La Bibliothèque avait annoncé qu'elle fermait de façon permanente son service de prêts et préparait une nouvelle offre de service numérisée, fondée sur la popularité des demandes. Plus un ouvrage était demandé, plus ses chances d'être numérisé grandissaient.

«Ce n'est pas clair, ce qui arrivera à nos membres. Pour l'instant, ils ont perdu leur emploi. On arrive à Noël, ça veut donc dire qu'ils vont passer le temps des Fêtes sans savoir ce qui leur arrivera en 2013», a expliqué à La Presse Claude Poirier, président national de l'Association canadienne des employés professionnels (ACEP). Ce syndicat et l'Alliance de la Fonction publique représentent l'ensemble des employés touchés par les coupes au service de prêts.

Rencontre

Les employés du service de prêts entre bibliothèques ont été convoqués aujourd'hui pour une rencontre où l'on expliquera la nouvelle offre de service.

BAC leur annoncera notamment qu'elle continuera de prêter les ouvrages dont elle a l'exclusivité, mais les employés qui ont perdu leur emploi n'ont toujours pas reçu d'offre pour réintégrer le service.

L'ACEP dénonce le fait que les cadres ne soient pas réellement touchés par les nouvelles mesures de restriction budgétaire de la fonction publique et que des décisions «scandaleuses» sont prises, sans consultation.

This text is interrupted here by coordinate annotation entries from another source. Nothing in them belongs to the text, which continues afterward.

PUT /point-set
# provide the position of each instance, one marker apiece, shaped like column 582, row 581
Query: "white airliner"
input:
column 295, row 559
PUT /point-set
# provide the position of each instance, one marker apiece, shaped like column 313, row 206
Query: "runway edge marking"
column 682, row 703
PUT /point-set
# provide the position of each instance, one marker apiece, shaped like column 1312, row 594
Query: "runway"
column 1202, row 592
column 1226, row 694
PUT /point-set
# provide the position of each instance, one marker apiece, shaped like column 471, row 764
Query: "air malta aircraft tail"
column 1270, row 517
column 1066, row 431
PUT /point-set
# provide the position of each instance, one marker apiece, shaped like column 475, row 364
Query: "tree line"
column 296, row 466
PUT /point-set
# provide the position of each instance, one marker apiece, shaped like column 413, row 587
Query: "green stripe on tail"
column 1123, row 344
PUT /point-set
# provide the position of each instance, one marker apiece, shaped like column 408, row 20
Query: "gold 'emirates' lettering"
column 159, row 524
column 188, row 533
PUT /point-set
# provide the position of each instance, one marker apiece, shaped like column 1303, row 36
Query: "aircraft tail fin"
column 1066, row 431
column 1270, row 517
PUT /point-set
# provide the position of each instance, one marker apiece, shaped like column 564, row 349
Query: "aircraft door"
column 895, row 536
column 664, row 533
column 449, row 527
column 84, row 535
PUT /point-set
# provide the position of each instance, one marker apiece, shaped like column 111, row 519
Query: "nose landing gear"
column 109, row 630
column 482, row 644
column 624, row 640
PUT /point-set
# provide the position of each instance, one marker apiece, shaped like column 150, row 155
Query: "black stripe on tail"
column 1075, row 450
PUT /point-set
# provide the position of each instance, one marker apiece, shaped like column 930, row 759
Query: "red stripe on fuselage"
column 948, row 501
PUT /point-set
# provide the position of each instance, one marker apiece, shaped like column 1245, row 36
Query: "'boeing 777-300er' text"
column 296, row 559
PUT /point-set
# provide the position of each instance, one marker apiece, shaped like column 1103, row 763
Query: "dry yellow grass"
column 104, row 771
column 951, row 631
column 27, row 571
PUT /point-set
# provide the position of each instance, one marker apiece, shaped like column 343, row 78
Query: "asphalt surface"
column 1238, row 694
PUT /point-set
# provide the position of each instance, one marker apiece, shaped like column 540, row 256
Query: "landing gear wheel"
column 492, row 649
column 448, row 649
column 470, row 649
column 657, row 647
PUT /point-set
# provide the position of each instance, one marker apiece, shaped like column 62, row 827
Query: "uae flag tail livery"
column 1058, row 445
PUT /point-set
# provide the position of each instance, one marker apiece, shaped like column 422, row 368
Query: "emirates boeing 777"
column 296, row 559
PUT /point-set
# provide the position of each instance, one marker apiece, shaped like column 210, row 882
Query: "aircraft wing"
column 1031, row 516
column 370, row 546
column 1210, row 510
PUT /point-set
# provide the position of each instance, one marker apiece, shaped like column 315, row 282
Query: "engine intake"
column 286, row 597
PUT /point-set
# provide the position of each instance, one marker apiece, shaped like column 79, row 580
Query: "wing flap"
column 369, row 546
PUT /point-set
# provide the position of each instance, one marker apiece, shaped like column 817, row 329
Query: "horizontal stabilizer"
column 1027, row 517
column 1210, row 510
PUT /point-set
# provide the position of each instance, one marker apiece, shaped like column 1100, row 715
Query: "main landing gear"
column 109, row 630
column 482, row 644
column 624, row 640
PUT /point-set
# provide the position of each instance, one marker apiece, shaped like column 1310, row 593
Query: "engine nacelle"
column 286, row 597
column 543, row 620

«On a appris récemment que de vieux journaux canadiens qui étaient archivés seraient détruits, par souci d'économie. C'est une source d'information majeure qui pourrait disparaître. Les membres sont furieux», a dit M. Poirier.

Le responsable des communications, Marc Comeau, a cependant voulu nuancer.

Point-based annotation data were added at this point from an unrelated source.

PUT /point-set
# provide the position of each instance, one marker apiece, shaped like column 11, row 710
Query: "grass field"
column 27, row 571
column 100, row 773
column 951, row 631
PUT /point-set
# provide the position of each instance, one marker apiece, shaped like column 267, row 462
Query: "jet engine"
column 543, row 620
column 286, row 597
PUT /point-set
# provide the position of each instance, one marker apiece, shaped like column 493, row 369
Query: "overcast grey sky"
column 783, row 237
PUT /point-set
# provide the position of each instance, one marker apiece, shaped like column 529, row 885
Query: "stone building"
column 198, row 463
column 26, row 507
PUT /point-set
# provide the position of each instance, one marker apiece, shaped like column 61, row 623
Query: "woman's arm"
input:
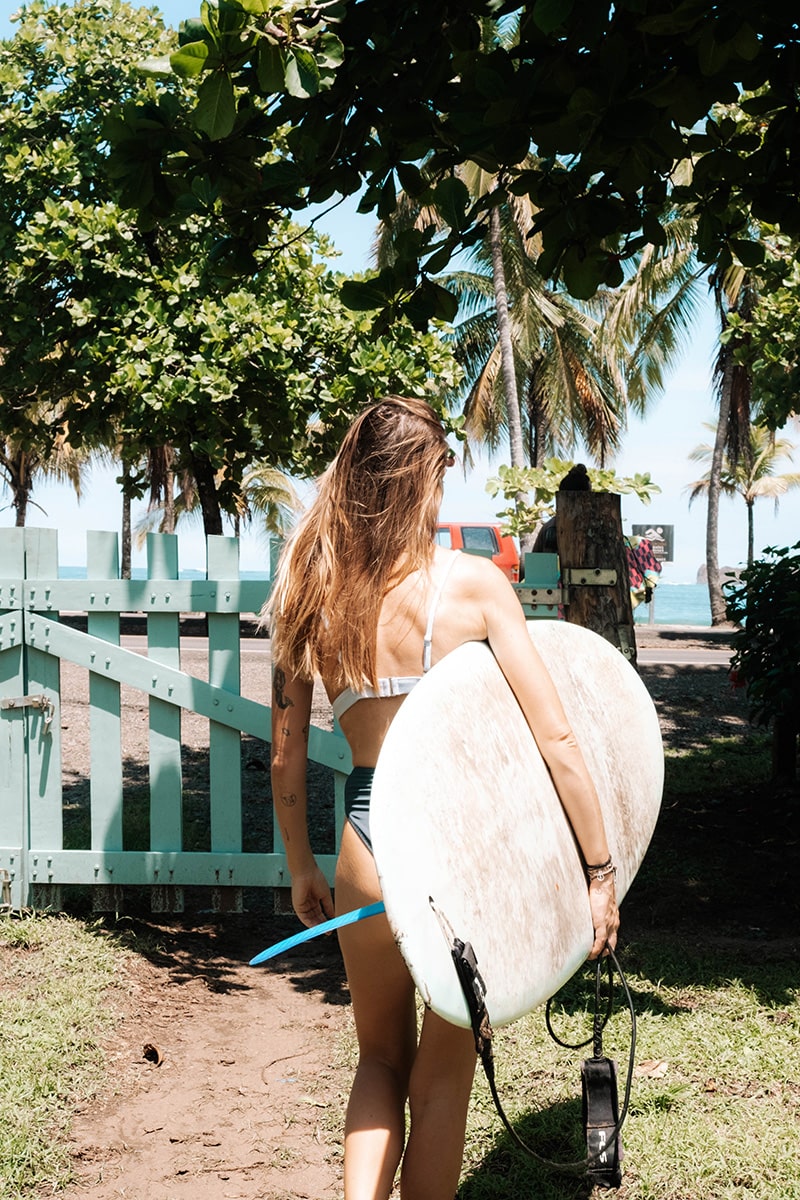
column 311, row 894
column 533, row 685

«Au cours des dernières années, BAC a procédé à l'examen complet de sa collection de journaux reliés, ce qui a révélé qu'une certaine quantité de ceux-ci étaient en très mauvais état et donc impossibles à consulter. Par conséquent, on a décidé de procéder à l'élimination de sa collection des journaux reliés en très mauvais état, mais seulement s'il en possède déjà des copies supplémentaires, soit sur papier, soit sur microfiche. Environ 10% de la collection de journaux reliés sont ainsi visés par cette mesure», a dit M. Comeau.